The Fiscal Cliff is the succinct term coined by Federal Reserve chairman Ben Bernanke to outline the 600 billion US $ or so of tax hikes and spending cuts which were due to come into effect at the end of 2012. Taxes were set to rise in January 2013, triggered by the expiry of a series of existing tax cuts and spending was due to be slashed in the wake of the 2011 Budget Control Act. These measures would obviously have had a major influence on national debt and the US budget but their combined impact could have plunged the US economy into an immediate recession.

Fortunately, Democrats and Republicans managed to avert the Cliff by finally hammering out an eleventh-hour compromise late on New-Year’s eve. The deal blocked the majority of impending tax hikes whilst postponing the scheduled cuts in spending, but nonetheless left a whole range of issues largely unresolved. As a result, many economists have proclaimed the Fiscal Cliff as having been “postponed” rather than “averted” and are now trying to assess when the full impact will eventually be felt.
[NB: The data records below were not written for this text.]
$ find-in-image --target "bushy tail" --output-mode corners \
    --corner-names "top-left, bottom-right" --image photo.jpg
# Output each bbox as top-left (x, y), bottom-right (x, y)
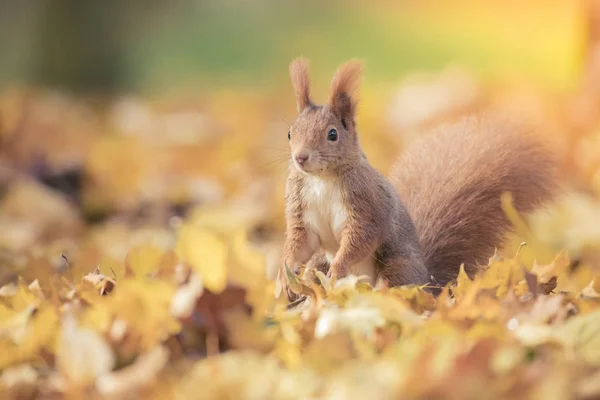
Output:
top-left (390, 114), bottom-right (560, 286)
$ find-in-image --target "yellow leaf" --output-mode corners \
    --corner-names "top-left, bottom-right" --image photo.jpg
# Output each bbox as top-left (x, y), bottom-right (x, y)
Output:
top-left (125, 245), bottom-right (164, 278)
top-left (452, 264), bottom-right (472, 300)
top-left (555, 263), bottom-right (594, 294)
top-left (467, 321), bottom-right (508, 341)
top-left (594, 278), bottom-right (600, 294)
top-left (82, 269), bottom-right (116, 296)
top-left (0, 301), bottom-right (39, 344)
top-left (480, 257), bottom-right (518, 297)
top-left (500, 191), bottom-right (555, 264)
top-left (102, 279), bottom-right (180, 351)
top-left (79, 299), bottom-right (113, 333)
top-left (176, 224), bottom-right (227, 294)
top-left (187, 201), bottom-right (264, 235)
top-left (275, 338), bottom-right (302, 369)
top-left (557, 309), bottom-right (600, 366)
top-left (223, 309), bottom-right (276, 352)
top-left (3, 279), bottom-right (38, 312)
top-left (531, 250), bottom-right (570, 284)
top-left (0, 305), bottom-right (58, 370)
top-left (228, 229), bottom-right (266, 290)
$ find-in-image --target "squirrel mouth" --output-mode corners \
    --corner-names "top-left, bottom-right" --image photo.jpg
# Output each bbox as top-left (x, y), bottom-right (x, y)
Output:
top-left (294, 162), bottom-right (325, 176)
top-left (294, 161), bottom-right (307, 172)
top-left (294, 161), bottom-right (312, 174)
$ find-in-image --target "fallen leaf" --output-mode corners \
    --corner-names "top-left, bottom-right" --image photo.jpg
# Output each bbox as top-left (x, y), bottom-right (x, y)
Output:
top-left (96, 346), bottom-right (169, 397)
top-left (56, 313), bottom-right (115, 386)
top-left (176, 224), bottom-right (227, 294)
top-left (170, 272), bottom-right (204, 318)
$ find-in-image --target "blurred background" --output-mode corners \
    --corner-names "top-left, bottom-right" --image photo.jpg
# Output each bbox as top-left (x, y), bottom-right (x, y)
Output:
top-left (1, 0), bottom-right (599, 280)
top-left (0, 0), bottom-right (583, 92)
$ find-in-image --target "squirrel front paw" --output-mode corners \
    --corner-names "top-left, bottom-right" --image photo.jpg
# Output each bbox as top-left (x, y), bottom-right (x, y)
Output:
top-left (328, 261), bottom-right (348, 281)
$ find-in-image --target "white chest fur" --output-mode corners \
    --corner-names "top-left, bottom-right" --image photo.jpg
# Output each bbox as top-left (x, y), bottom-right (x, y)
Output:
top-left (301, 176), bottom-right (377, 284)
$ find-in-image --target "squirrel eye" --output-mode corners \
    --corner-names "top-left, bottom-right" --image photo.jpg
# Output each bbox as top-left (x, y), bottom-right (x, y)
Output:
top-left (327, 129), bottom-right (338, 141)
top-left (287, 131), bottom-right (291, 140)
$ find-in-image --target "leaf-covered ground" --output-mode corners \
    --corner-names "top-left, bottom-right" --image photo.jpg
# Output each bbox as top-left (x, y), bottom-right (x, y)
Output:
top-left (2, 64), bottom-right (600, 400)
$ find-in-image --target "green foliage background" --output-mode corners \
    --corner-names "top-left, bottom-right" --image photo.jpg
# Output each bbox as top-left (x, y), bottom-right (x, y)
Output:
top-left (0, 0), bottom-right (582, 93)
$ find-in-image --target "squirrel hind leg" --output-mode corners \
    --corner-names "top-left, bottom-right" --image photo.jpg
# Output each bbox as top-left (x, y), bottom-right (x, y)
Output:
top-left (375, 252), bottom-right (428, 288)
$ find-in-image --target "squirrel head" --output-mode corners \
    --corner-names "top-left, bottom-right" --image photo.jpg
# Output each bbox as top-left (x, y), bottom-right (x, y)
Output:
top-left (288, 58), bottom-right (363, 176)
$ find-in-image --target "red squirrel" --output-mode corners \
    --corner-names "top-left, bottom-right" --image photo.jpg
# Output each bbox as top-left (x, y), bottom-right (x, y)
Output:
top-left (279, 58), bottom-right (558, 299)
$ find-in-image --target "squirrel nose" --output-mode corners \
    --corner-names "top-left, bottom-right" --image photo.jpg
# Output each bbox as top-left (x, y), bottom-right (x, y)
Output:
top-left (294, 152), bottom-right (309, 166)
Translators working with the French language on the other hand, are trying to imagine the new terminology which is likely to be invented when the topic returns to the headlines once again, having had to grapple with a vast array of Gallic versions of the Fiscal Cliff last time around. “Falaise Fiscale” is the most obvious rendering but was strangely seldom used by economic commentators in France and was even regularly distorted into “Falaise Fiscal” neglecting the gender agreement. Financial texts portrayed the drama of the situation by referring to the looming “Précipice Budgétaire”. Some referred to a more prosaic “Falaise Budgétaire” or even pictured an “Escarpement Budgétaire”. Most translations involved a term denoting some sort of “wall”. “Mur budgétaire” was frequently used, but was perhaps considered too trifling and was therefore soon supplanted by the sturdier “Muraille Budgétaire”. A longer variant, “le mur de la dette américaine”, seems to be the most common translation within financial texts. However, despite being somewhat verbose, this phrase focuses too heavily on the debt angle and omits the tax issue.

Judging by the challenge faced by French authors in replicating this moniker, Ben Bernanke clearly came up with a very concise catch-phrase. Let us hope that The Fed’s economic policies prove equally apposite.